Gould's contingency thesis, articulated most fully in Wonderful Life (1989), proposes that the specific outcomes of evolutionary history are not inevitable expressions of natural law but products of contingent sequences of events. His famous thought experiment: replay the tape of life from the Burgess Shale (530 million years ago), and the result would be utterly different—humans would almost certainly not evolve, mammals might not, vertebrates might not. The specific lineages dominating the modern Earth are products of specific accidents: the survival of Pikaia (modest chordate ancestor), the K-T asteroid clearing ecological space for mammals, Pliocene climate favoring bipedalism in African apes. Remove any contingency and downstream consequences cascade through subsequent history. Applied to technology, the thesis reveals that the transformer architecture, large language models, the December 2025 threshold—the entire AI landscape of 2025—is contingent on specific decisions (Vaswani team), institutions (Google Brain), economic conditions (GPU cost curves), and timing (when computation, data, architecture converged). Different contingencies would produce different AI with different capabilities, limitations, and social consequences.
The Burgess Shale fauna—preserved in exceptional detail in Canadian Rockies deposits—revealed the Cambrian explosion's extravagant diversity of body plans, most of which went extinct. Gould's analysis emphasized that survival was not determined by intrinsic superiority but by contingent fit to subsequent selection pressures. Pikaia, the unimpressive worm-like chordate, survived events that eliminated dozens of more complex, more specialized contemporaries. Had it gone extinct—a perfectly plausible outcome—the vertebrate lineage would not exist. The entire history of complex terrestrial life pivots on one organism's contingent survival.
The neural network winter provides AI's clearest punctuated equilibrium case and its deepest contingency demonstration. The mathematics of backpropagation was ready by 1970 (Linnainmaa), refined by 1974 (Werbos), published prominently by 1986 (Rumelhart et al.). The hardware was not ready, and funding—shaped by DARPA priorities, Cold War politics, and the misreading of Minsky and Papert's Perceptrons—dried up. Twenty years of potential development was lost. Had the winter not occurred, or had it ended a decade earlier, the AI landscape of 2025 would be unrecognizably different—three decades more mature, with fundamentally different capabilities.
The transformer architecture's contingency is equally sharp. The 2017 'Attention Is All You Need' paper by Vaswani and colleagues at Google Brain introduced self-attention mechanisms that replaced recurrent networks. But the specific path was paved with accidents: the team's composition, their institutional resources, the decision to dispense with recurrence entirely (not foregone even within the team), the availability of internet-scale text corpora, GPU cost curves shaped by the video game industry. Replay the tape—imagine the team disbands in 2016, or attention is combined with recurrence, or computational economics differ modestly—and the architecture dominating 2025 does not exist.
Gould's contingency thesis does not deny patterns exist—rivers flow downhill, evolution produces complexity (as statistical artifact), technology expands capability. But specific channels, body plans, architectures are determined by contingencies, not by general tendencies. The river provides momentum; the landscape shapes the channel. The specific AI we have is not the only AI we could have had. The future it produces depends on choices that inevitability myths tell us don't matter but that contingency demonstrates matter more than anything.
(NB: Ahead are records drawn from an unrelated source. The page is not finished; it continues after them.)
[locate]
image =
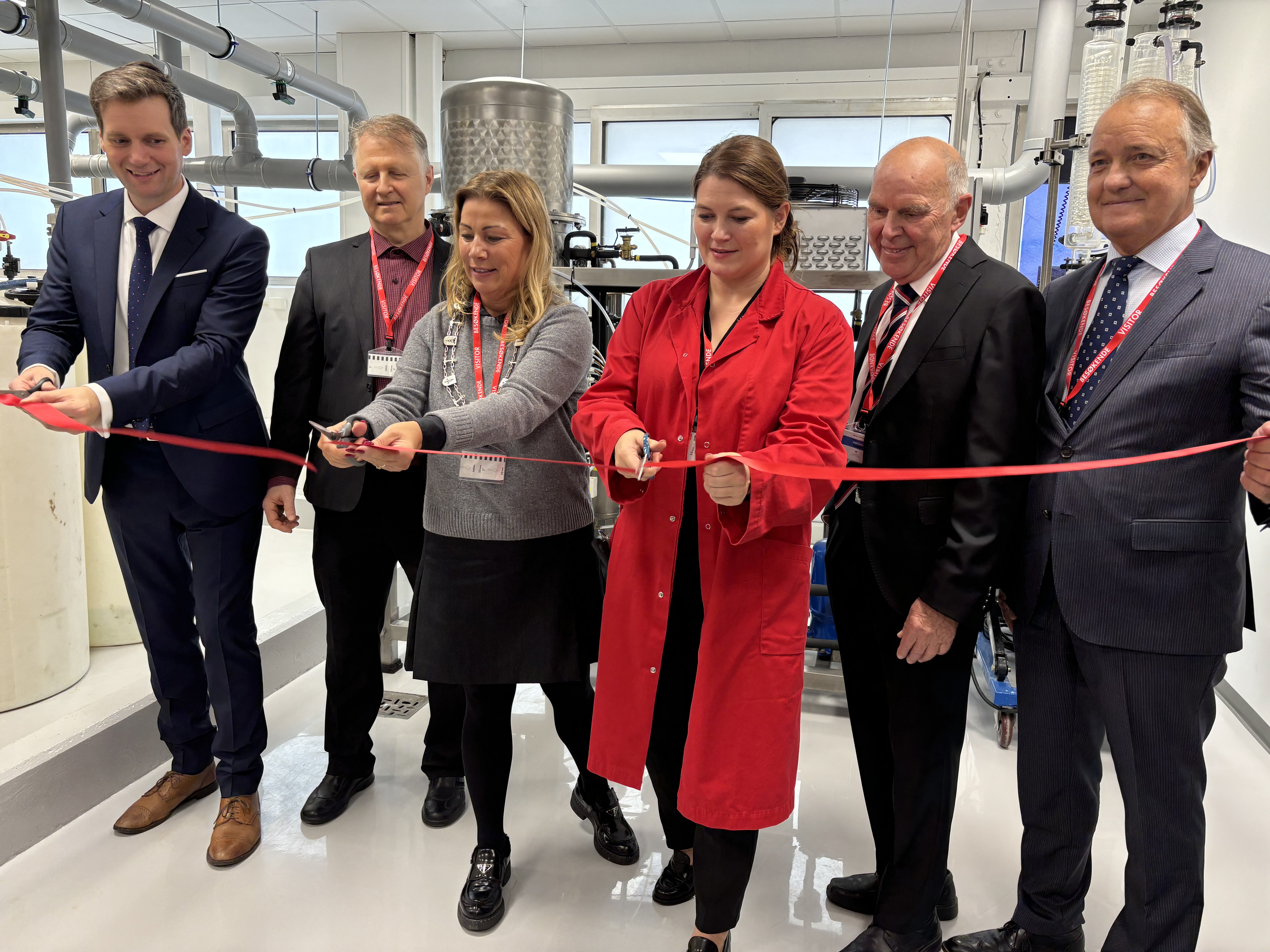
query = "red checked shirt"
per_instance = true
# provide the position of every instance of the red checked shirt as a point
(397, 266)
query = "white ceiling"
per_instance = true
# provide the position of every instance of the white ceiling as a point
(287, 26)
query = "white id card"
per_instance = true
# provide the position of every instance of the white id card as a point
(854, 440)
(482, 468)
(382, 362)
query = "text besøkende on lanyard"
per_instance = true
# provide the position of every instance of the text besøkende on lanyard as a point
(406, 295)
(876, 362)
(1117, 339)
(502, 351)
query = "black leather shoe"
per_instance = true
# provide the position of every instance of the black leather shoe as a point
(332, 798)
(1014, 939)
(879, 940)
(675, 884)
(480, 904)
(700, 944)
(615, 840)
(859, 894)
(446, 802)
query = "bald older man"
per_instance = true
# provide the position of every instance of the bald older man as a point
(948, 374)
(1136, 579)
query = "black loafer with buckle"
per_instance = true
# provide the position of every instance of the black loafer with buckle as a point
(615, 840)
(675, 885)
(480, 904)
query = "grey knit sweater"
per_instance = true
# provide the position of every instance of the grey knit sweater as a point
(529, 417)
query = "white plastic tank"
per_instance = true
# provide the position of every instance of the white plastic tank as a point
(44, 605)
(110, 614)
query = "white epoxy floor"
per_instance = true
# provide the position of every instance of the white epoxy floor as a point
(379, 879)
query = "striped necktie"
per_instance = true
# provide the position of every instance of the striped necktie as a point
(905, 298)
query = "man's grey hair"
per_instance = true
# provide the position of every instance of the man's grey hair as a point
(959, 181)
(1197, 130)
(396, 129)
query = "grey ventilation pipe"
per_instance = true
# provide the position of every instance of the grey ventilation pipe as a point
(20, 84)
(22, 22)
(1047, 102)
(224, 45)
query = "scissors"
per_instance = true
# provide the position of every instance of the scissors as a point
(40, 385)
(648, 452)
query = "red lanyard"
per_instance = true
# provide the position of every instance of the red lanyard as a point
(877, 364)
(1117, 339)
(502, 351)
(406, 295)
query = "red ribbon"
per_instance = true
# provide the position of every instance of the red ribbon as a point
(51, 417)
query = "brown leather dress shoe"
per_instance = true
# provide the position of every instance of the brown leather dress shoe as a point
(162, 800)
(237, 833)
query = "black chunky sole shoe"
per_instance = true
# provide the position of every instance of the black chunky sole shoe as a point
(614, 838)
(675, 885)
(482, 906)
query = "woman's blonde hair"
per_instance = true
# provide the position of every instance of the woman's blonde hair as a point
(755, 164)
(537, 292)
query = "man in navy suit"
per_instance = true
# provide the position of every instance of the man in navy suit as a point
(164, 289)
(1135, 579)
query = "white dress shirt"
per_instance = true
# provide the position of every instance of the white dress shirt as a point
(1157, 258)
(916, 312)
(166, 220)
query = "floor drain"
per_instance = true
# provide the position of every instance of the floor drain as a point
(397, 704)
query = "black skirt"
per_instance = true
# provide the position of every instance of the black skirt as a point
(506, 612)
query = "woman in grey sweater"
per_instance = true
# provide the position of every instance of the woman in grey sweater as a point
(508, 588)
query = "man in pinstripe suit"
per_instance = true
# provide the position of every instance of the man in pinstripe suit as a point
(1135, 579)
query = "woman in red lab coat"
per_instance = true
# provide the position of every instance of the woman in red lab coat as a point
(705, 615)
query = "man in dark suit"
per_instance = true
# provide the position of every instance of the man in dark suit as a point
(1135, 578)
(948, 369)
(342, 338)
(164, 287)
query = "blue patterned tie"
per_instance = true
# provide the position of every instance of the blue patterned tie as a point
(139, 284)
(1113, 309)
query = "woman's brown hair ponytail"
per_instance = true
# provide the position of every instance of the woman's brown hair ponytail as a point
(755, 164)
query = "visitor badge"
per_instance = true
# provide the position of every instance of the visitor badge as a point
(382, 362)
(482, 468)
(854, 440)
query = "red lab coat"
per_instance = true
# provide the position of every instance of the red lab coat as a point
(779, 389)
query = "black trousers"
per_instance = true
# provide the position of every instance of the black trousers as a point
(190, 574)
(354, 577)
(1156, 711)
(722, 860)
(908, 725)
(488, 749)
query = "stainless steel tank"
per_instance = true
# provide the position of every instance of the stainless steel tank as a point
(502, 122)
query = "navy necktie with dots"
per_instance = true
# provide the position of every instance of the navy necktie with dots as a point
(139, 284)
(1113, 309)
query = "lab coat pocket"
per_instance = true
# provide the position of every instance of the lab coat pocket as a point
(787, 592)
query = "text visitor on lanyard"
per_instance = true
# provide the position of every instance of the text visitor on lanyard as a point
(1117, 339)
(383, 361)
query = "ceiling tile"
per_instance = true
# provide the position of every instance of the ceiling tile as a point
(479, 40)
(764, 9)
(676, 34)
(784, 30)
(436, 16)
(547, 14)
(658, 12)
(575, 36)
(333, 16)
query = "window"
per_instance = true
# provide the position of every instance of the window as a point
(672, 143)
(23, 155)
(850, 140)
(293, 235)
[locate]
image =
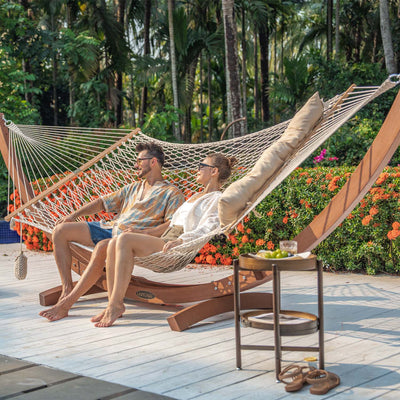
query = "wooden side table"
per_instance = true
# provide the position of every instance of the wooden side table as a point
(308, 323)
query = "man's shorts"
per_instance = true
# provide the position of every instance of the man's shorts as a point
(97, 233)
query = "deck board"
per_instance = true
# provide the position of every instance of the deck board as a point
(362, 327)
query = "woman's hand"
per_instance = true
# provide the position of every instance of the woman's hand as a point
(68, 218)
(171, 244)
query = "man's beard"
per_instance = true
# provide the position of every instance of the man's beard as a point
(144, 171)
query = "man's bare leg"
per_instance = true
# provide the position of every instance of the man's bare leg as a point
(128, 245)
(110, 273)
(62, 235)
(92, 273)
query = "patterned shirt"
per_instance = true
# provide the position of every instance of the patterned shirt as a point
(157, 206)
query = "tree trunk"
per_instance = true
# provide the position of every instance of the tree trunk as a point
(337, 25)
(210, 104)
(232, 68)
(264, 48)
(190, 80)
(174, 76)
(387, 37)
(256, 85)
(244, 71)
(118, 76)
(143, 103)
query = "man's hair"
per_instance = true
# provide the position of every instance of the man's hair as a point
(153, 149)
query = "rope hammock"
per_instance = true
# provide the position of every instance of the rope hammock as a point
(56, 170)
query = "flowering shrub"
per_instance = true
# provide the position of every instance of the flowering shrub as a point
(367, 240)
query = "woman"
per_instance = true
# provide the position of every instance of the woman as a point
(194, 218)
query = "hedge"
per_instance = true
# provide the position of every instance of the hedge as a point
(366, 241)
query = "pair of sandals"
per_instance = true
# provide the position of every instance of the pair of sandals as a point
(321, 381)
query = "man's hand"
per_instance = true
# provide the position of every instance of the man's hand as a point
(171, 244)
(134, 230)
(67, 218)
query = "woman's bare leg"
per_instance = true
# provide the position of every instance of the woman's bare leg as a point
(92, 273)
(128, 245)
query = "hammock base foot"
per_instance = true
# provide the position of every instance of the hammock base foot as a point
(50, 297)
(184, 319)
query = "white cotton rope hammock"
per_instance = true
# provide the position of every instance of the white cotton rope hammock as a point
(66, 167)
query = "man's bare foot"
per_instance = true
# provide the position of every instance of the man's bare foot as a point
(98, 317)
(111, 314)
(66, 290)
(55, 313)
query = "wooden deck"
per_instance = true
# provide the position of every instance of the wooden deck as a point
(362, 337)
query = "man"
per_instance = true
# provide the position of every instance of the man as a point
(145, 206)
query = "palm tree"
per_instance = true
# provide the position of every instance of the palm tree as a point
(174, 78)
(387, 37)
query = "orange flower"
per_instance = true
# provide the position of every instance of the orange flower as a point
(226, 261)
(233, 239)
(366, 220)
(382, 178)
(393, 234)
(260, 242)
(211, 260)
(373, 211)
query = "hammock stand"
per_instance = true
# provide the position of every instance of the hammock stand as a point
(216, 297)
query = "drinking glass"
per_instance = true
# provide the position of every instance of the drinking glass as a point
(288, 245)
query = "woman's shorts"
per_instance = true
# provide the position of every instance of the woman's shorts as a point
(172, 233)
(97, 233)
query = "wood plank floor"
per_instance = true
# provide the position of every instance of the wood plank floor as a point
(362, 337)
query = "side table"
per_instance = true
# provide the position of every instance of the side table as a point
(308, 323)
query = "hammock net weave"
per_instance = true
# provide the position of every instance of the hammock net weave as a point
(66, 167)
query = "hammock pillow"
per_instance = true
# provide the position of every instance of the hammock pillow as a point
(239, 194)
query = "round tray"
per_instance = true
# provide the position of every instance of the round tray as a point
(295, 263)
(292, 323)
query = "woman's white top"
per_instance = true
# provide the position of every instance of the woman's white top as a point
(198, 217)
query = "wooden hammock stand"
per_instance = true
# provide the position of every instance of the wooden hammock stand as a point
(216, 297)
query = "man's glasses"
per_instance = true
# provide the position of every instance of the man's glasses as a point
(139, 160)
(203, 165)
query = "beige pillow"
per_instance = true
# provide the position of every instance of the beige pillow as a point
(236, 197)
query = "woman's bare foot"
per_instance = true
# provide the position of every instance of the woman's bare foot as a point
(55, 313)
(100, 316)
(111, 314)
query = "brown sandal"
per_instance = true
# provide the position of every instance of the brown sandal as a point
(322, 381)
(296, 378)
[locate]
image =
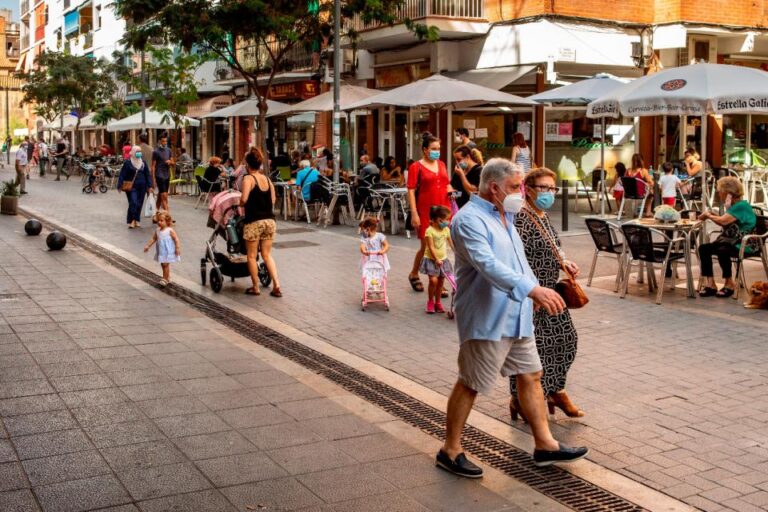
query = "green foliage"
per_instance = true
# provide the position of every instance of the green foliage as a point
(63, 83)
(254, 36)
(168, 79)
(274, 27)
(10, 188)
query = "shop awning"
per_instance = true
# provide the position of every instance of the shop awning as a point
(493, 78)
(199, 108)
(71, 22)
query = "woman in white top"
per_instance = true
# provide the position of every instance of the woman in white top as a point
(521, 153)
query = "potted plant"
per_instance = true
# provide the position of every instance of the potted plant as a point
(9, 201)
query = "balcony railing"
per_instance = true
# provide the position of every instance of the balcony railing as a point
(257, 57)
(419, 9)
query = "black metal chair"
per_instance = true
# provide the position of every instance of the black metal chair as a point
(608, 239)
(643, 250)
(632, 193)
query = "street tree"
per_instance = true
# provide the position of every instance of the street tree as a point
(255, 37)
(63, 83)
(167, 80)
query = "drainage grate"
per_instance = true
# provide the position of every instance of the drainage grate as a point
(293, 244)
(564, 487)
(295, 231)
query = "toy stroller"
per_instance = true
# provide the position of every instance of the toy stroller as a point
(450, 278)
(374, 276)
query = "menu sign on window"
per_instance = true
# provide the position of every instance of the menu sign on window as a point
(558, 132)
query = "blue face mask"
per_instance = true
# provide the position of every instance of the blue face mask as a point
(545, 200)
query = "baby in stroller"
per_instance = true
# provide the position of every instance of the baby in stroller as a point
(227, 223)
(374, 263)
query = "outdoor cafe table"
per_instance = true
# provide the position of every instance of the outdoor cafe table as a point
(395, 195)
(688, 229)
(288, 188)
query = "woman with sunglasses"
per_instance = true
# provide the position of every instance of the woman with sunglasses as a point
(556, 337)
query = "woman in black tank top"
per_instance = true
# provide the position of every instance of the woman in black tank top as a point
(259, 231)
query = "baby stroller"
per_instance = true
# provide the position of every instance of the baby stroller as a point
(450, 278)
(94, 179)
(227, 223)
(374, 281)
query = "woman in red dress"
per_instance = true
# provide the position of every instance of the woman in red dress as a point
(428, 186)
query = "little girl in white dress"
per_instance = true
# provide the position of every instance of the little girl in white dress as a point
(168, 249)
(373, 245)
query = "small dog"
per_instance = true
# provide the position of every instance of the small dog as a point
(758, 296)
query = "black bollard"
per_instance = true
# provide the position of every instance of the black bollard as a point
(565, 199)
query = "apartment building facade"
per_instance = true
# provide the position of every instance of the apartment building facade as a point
(10, 94)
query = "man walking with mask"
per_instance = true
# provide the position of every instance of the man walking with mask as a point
(496, 294)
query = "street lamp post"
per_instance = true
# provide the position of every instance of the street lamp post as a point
(336, 90)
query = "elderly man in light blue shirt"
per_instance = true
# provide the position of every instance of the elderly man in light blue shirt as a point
(496, 294)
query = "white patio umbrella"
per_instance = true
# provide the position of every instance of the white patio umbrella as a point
(350, 94)
(55, 124)
(582, 93)
(88, 123)
(695, 90)
(250, 108)
(154, 120)
(438, 92)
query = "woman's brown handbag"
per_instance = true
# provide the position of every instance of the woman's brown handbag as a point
(572, 293)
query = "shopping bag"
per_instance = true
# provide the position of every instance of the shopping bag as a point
(149, 206)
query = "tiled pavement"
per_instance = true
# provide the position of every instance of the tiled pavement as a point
(114, 397)
(673, 393)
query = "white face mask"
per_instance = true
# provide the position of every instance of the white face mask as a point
(513, 203)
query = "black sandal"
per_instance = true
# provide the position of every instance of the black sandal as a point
(416, 284)
(724, 293)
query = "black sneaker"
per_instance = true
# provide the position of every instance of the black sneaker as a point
(564, 454)
(460, 466)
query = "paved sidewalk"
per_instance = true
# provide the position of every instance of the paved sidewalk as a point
(115, 397)
(673, 393)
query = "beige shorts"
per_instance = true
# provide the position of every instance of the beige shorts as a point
(482, 361)
(260, 230)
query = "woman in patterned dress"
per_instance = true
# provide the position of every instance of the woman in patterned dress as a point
(556, 337)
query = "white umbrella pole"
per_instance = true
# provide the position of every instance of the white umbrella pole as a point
(602, 168)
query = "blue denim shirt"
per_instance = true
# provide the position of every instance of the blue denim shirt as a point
(493, 275)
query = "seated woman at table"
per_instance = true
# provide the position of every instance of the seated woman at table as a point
(738, 220)
(692, 162)
(211, 176)
(645, 180)
(391, 172)
(466, 174)
(306, 176)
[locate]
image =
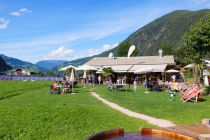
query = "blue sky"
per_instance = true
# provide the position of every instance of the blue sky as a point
(69, 29)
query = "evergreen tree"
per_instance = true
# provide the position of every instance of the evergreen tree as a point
(123, 47)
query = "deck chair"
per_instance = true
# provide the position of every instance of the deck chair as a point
(192, 93)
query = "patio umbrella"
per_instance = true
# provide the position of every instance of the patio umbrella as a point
(172, 71)
(67, 67)
(72, 79)
(86, 68)
(190, 66)
(144, 70)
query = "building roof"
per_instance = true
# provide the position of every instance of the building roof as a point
(141, 60)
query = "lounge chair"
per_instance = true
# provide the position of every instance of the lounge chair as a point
(191, 93)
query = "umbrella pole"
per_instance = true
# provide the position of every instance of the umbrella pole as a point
(146, 83)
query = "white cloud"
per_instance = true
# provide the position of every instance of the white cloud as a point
(20, 12)
(59, 53)
(198, 2)
(3, 23)
(103, 48)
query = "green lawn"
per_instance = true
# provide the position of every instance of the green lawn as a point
(27, 111)
(159, 105)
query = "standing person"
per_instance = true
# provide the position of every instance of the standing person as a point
(173, 77)
(135, 85)
(89, 79)
(93, 79)
(99, 79)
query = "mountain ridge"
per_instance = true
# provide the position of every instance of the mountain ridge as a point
(49, 64)
(168, 28)
(17, 63)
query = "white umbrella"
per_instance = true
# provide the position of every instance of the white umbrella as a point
(72, 80)
(86, 67)
(172, 71)
(85, 74)
(72, 75)
(144, 70)
(67, 67)
(190, 66)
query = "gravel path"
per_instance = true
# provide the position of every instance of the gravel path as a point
(149, 119)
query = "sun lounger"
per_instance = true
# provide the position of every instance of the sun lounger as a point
(192, 93)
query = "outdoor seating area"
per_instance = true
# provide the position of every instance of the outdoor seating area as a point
(30, 78)
(62, 87)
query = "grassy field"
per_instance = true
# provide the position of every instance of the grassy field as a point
(159, 105)
(27, 111)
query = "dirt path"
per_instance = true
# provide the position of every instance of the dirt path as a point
(149, 119)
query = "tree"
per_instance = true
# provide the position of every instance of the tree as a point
(107, 72)
(50, 72)
(4, 66)
(167, 48)
(123, 47)
(197, 44)
(68, 71)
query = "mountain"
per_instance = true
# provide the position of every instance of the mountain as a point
(169, 28)
(16, 63)
(4, 66)
(49, 64)
(76, 62)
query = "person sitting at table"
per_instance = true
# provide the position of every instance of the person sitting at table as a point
(119, 81)
(54, 87)
(66, 87)
(150, 84)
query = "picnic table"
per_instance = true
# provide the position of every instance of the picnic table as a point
(121, 86)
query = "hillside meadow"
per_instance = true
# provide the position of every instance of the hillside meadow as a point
(28, 111)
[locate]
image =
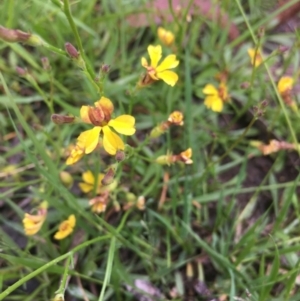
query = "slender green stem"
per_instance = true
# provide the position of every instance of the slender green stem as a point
(283, 108)
(110, 261)
(237, 141)
(63, 282)
(55, 49)
(43, 268)
(68, 14)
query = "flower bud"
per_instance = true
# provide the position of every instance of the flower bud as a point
(120, 155)
(35, 40)
(164, 159)
(59, 297)
(21, 71)
(157, 131)
(45, 63)
(62, 119)
(105, 68)
(283, 48)
(176, 118)
(66, 179)
(71, 50)
(108, 177)
(140, 203)
(130, 197)
(13, 35)
(245, 85)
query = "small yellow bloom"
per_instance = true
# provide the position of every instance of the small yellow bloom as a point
(285, 84)
(258, 58)
(161, 71)
(100, 117)
(89, 182)
(186, 156)
(99, 203)
(66, 228)
(215, 97)
(169, 158)
(176, 118)
(166, 37)
(33, 223)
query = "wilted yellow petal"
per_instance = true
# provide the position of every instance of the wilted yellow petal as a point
(123, 124)
(169, 77)
(106, 105)
(155, 54)
(169, 62)
(91, 138)
(88, 177)
(85, 187)
(111, 141)
(258, 57)
(166, 37)
(209, 89)
(214, 103)
(66, 228)
(285, 83)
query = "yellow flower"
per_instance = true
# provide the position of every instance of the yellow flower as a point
(161, 71)
(257, 57)
(89, 182)
(285, 84)
(99, 203)
(215, 97)
(186, 156)
(100, 117)
(33, 223)
(166, 37)
(65, 228)
(176, 118)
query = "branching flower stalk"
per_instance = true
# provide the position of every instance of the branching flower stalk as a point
(88, 71)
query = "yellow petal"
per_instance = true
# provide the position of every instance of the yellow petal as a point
(84, 114)
(214, 103)
(155, 54)
(72, 220)
(111, 141)
(90, 139)
(285, 83)
(169, 77)
(168, 63)
(144, 62)
(123, 124)
(258, 58)
(106, 105)
(88, 177)
(210, 90)
(166, 37)
(84, 187)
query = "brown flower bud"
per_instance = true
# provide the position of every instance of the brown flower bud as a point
(96, 115)
(283, 48)
(71, 50)
(62, 119)
(13, 35)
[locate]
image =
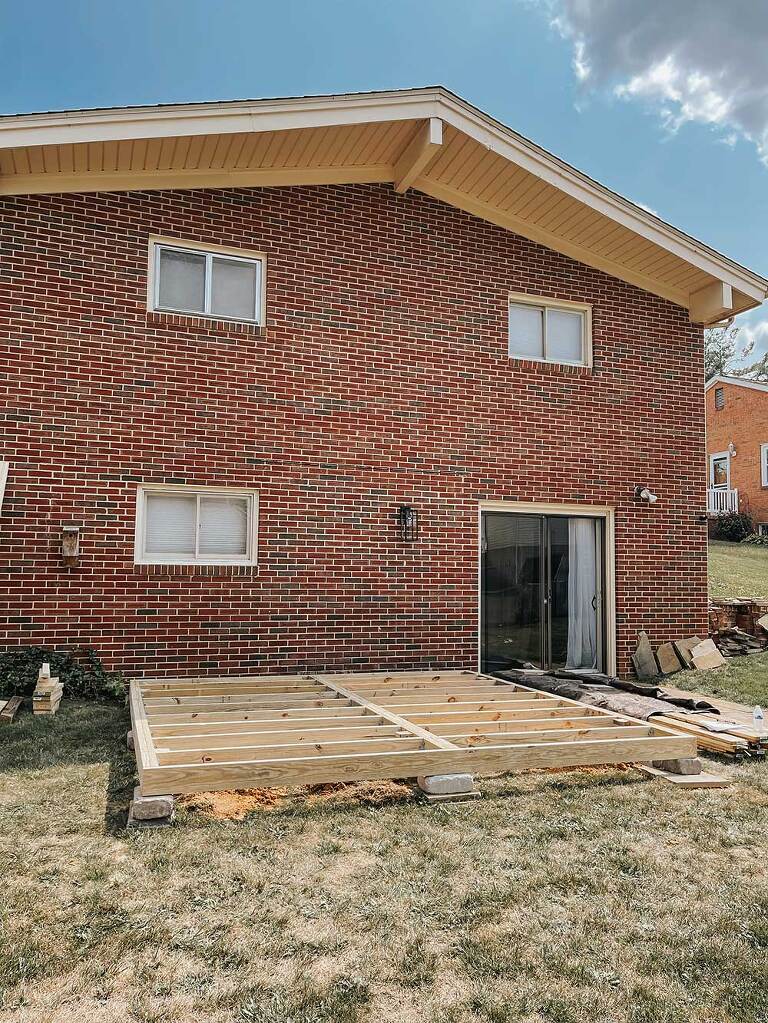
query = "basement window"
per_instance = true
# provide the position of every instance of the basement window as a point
(186, 526)
(550, 331)
(213, 281)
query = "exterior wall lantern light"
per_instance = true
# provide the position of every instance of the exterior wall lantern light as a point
(408, 522)
(645, 494)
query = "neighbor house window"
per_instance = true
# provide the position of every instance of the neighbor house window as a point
(188, 526)
(720, 471)
(549, 331)
(211, 281)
Contingency became Gould's organizing theme across his mature work, most fully articulated in Wonderful Life: The Burgess Shale and the Nature of History (1989). The book combined paleontological analysis with philosophical argument: the Burgess fauna demonstrated that the Cambrian explosion produced far more diverse body plans than currently exist, most went extinct for contingent rather than adaptive reasons, and replay would produce different survivors. The thesis was controversial—Simon Conway Morris and others argued convergence constrains outcomes more than Gould allowed—but the argument reshaped how the history of life is understood, emphasizing the role of accident over inevitability.
Replay the tape, get a different world. The specific outcome of any branching contingent process depends on unrepeatable event sequences—alternative sequences produce alternative outcomes.
Survival is not superiority. Organisms dominating current distribution are there not because the process aimed at them but because they survived specific contingent selection events.
The transformer's contingent ancestry. Every feature of current AI—architecture, capabilities, limitations—traces to specific decisions that might have been otherwise.
The myth of inevitability suppresses agency. If trajectory is determined, choices are decorative; if contingent, choices are constitutive of the future that emerges.
Uncertainty is signature of genuine transition. Not knowing which future will materialize is the epistemological condition of standing inside a branching event where multiple outcomes are possible.